And the fourth kingdom shall be strong as iron: forasmuch as iron breaketh in pieces and subdueth all things: and as iron that breaketh all these, shall it break in pieces and bruise. (Daniel 2:40)
All that we have been able to reconstruct of Roman history confirms this description. Rome won her territory by the force or the fear of her armed might. At first she intervened in international affairs in a struggle for her life against her rival, Carthage, and was drawn into war after war. Then, crushing one opponent after another, she finally became the aggressive, irresistible conqueror of the Mediterranean world and Western Europe. At the beginning of the Christian Era and a little later, the iron might of the Roman legions stood back of the Pax Romana—the Roman peace.
Rome was the largest and strongest empire the world had hitherto known.
Fourth kingdom.
This is not the later, divided stage of Alexander’s empire, but the next empire, which conquered the Macedonian world.

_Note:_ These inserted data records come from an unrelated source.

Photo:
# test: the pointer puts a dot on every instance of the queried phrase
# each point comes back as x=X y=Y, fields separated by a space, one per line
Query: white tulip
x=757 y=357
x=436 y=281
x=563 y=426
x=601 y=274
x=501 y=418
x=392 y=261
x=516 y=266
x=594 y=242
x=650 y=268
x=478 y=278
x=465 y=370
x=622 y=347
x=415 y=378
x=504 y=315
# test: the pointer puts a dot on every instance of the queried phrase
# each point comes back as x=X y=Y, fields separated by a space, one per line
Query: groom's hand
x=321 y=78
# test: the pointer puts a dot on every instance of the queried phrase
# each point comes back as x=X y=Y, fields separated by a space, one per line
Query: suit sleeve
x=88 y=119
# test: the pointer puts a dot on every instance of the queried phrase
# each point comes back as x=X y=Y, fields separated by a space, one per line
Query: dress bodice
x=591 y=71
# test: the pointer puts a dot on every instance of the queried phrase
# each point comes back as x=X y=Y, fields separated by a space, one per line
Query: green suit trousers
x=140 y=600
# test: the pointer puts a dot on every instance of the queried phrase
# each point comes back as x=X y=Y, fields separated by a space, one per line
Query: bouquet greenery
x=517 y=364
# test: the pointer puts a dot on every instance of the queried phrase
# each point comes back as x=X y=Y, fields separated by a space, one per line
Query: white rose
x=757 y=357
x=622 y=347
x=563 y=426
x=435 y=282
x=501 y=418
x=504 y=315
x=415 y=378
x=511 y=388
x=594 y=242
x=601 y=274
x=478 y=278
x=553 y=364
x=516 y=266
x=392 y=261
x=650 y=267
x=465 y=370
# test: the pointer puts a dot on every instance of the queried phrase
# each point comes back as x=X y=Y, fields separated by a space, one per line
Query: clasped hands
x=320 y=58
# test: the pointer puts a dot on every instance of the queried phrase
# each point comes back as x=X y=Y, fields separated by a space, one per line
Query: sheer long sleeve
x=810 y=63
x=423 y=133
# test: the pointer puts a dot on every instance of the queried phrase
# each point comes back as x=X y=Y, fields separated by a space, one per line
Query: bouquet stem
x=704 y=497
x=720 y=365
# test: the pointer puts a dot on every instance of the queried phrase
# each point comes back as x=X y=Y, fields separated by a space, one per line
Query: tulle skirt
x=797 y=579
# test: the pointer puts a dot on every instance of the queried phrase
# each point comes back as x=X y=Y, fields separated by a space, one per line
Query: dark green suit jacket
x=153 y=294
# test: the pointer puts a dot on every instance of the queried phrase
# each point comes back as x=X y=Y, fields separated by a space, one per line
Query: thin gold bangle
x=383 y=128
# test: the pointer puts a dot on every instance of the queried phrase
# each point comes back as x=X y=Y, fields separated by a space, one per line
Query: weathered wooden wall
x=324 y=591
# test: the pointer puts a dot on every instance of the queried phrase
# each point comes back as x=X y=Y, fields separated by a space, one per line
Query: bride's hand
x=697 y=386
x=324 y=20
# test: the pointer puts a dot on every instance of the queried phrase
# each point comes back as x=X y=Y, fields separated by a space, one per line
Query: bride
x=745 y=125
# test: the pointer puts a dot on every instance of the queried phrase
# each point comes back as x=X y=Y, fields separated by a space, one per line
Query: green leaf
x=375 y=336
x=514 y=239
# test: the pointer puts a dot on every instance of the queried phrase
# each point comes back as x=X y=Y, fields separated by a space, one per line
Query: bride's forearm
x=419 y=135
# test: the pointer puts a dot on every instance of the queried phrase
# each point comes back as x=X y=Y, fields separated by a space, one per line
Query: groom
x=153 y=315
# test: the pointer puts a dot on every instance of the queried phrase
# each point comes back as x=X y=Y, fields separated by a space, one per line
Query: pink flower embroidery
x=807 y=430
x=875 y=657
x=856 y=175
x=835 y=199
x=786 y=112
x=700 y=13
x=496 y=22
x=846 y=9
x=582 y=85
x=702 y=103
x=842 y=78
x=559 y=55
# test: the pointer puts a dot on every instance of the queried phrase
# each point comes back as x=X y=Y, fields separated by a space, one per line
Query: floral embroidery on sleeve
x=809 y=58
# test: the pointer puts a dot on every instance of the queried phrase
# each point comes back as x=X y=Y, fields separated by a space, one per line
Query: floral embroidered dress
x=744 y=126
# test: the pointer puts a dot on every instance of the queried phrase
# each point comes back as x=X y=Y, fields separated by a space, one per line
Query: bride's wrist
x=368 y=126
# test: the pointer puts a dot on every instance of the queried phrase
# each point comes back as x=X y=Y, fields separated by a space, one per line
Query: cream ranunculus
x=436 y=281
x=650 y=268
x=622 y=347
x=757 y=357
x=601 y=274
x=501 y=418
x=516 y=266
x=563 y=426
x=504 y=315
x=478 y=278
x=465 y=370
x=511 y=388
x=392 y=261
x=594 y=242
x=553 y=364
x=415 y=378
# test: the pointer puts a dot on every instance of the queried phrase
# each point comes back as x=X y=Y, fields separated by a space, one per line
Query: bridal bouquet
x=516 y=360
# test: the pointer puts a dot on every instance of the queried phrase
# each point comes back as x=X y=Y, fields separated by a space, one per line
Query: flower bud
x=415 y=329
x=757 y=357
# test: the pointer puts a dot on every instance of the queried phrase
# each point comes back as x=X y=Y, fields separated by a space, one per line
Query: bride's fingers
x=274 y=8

Daniel elsewhere represents the Hellenistic monarchies, the divisions of Alexander’s empire, by the Grecian goat’s four horns (ch. 8:22), not by a separate beast (compare the four heads of the leopard; see on ch. 7:6).
It is obvious that the kingdom that succeeded the divided remnants of the Macedonian Empire of Alexander was what Gibbon has aptly called the “iron monarchy” of Rome, though it was not a monarchy at the time it first became the leading world power. Early Rome was settled, long before the traditional date of 753 B.C., by Latin tribes who had come into Italy in successive waves about the time other related Indo-European tribes had settled in Greece. From about the 8th to the 5th century the Latin city-state was ruled by neighboring Etruscan kings. Roman civilization was strongly influenced by the Etruscans, who came to Italy in the 10th century, and especially by the Greeks, who arrived two centuries later.
About 500 B.C. the Roman state became a republic, and remained a republic for nearly 500 years. By 265 B.C. all Italy was under Roman control. By 200 B.C. Rome had emerged victorious from the life-and-death struggle with her powerful North African rival Carthage (originally a Phoenician colony). Henceforth Rome was mistress of the western Mediterranean, and more powerful than any of the states in the east, although she had not yet come to grips with them. From then on Rome first dominated and then absorbed, in turn, the three surviving kingdoms of Alexander’s successors (see on ch. 7:6), and thus became the next great world power after Alexander’s. This fourth empire was the longest lived and most extensive of the four, stretching in the 2d Christian century from Britain to the Euphrates. For a parallel prophecy see on ch. 7:7.